The tough thing is going to be sorting out what to do with the three hundred million firearms already in play in America. As I may have mentioned before, the thing about a firearm is that it doesn’t generally go obsolete. For a little over a hundred years, the modern brass cartridge has gone largely unchanged; the biggest shift was away from black powder to modern smokeless ammo around the turn of the century (which is why a .38 Special revolver cartridge is so much bigger than a 9mm despite feeding roughly the same caliber – the longer revolver cartridge had to hold more inefficient black powder and ended up firing a heavier bullet at a lower speed). An old Luger taken from a First World War officer of Imperial Germany is just as capable of shooting modern ammunition in 2012, providing the 9mm isn’t the latest overpressure military-grade ammo and the Luger has been reasonably well cared-for. Hell, there are Old West revolvers still in regular use for cowboy action shooting demonstrations.

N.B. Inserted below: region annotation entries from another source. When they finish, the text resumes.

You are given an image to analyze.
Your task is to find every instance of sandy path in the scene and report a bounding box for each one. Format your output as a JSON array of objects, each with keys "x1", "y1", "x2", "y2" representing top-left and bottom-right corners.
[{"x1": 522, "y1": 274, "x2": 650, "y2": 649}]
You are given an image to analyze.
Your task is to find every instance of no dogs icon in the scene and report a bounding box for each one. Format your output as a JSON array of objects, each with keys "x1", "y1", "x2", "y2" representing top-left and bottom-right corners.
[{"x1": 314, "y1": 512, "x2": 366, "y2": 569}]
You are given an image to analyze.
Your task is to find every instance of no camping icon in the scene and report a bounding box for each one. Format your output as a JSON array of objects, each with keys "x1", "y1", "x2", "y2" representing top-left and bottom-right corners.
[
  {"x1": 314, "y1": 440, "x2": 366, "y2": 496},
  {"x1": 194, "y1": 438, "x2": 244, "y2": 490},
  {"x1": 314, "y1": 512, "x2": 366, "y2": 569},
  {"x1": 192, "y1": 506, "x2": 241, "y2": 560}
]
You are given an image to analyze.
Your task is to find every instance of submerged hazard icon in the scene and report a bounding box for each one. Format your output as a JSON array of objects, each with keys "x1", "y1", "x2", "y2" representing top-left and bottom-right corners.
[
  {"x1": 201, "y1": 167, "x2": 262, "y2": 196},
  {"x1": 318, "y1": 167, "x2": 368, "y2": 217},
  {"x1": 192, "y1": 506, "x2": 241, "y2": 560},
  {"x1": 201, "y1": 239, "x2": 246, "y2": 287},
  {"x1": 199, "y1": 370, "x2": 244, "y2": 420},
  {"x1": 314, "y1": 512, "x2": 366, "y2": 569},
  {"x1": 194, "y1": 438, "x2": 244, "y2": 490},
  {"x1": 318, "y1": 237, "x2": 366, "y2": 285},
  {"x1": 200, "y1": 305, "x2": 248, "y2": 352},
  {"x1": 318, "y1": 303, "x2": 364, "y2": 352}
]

Or in other words: we still have a gun lying around for every man, woman, and child in the US, and even if we never made any more, they are still there. And functional. And disproportionately distributed among people who are unlikely to see any reason to ever relinquish them. Which presents its own set of problems.
Ultimately, you’re looking at a lot of half-measures and a lot of time. Clamp down on magazine sizes, the way California still does (although when applied nationally, that presented its own unintended consequence; when you couldn’t get more than 10 bullets in a gun the market began to focus on smaller concealable guns that held 10 or fewer bullets). Longer waiting periods, more extensive background checks, massive liability for gun owners whose firearms are inadequately secured and then used by others. And then wait. For years, maybe decades. Wait for guns to fall out of circulation, wait for gun owners to die off and their children to be uninterested in maintaining the stockpile. And make the NRA and its ilk own the fact of Aurora, of Clackamas, of Sandy Hook – the fact of Chekov’s Law in action. Show the gun in Act One, and it needs must go off by Act Three.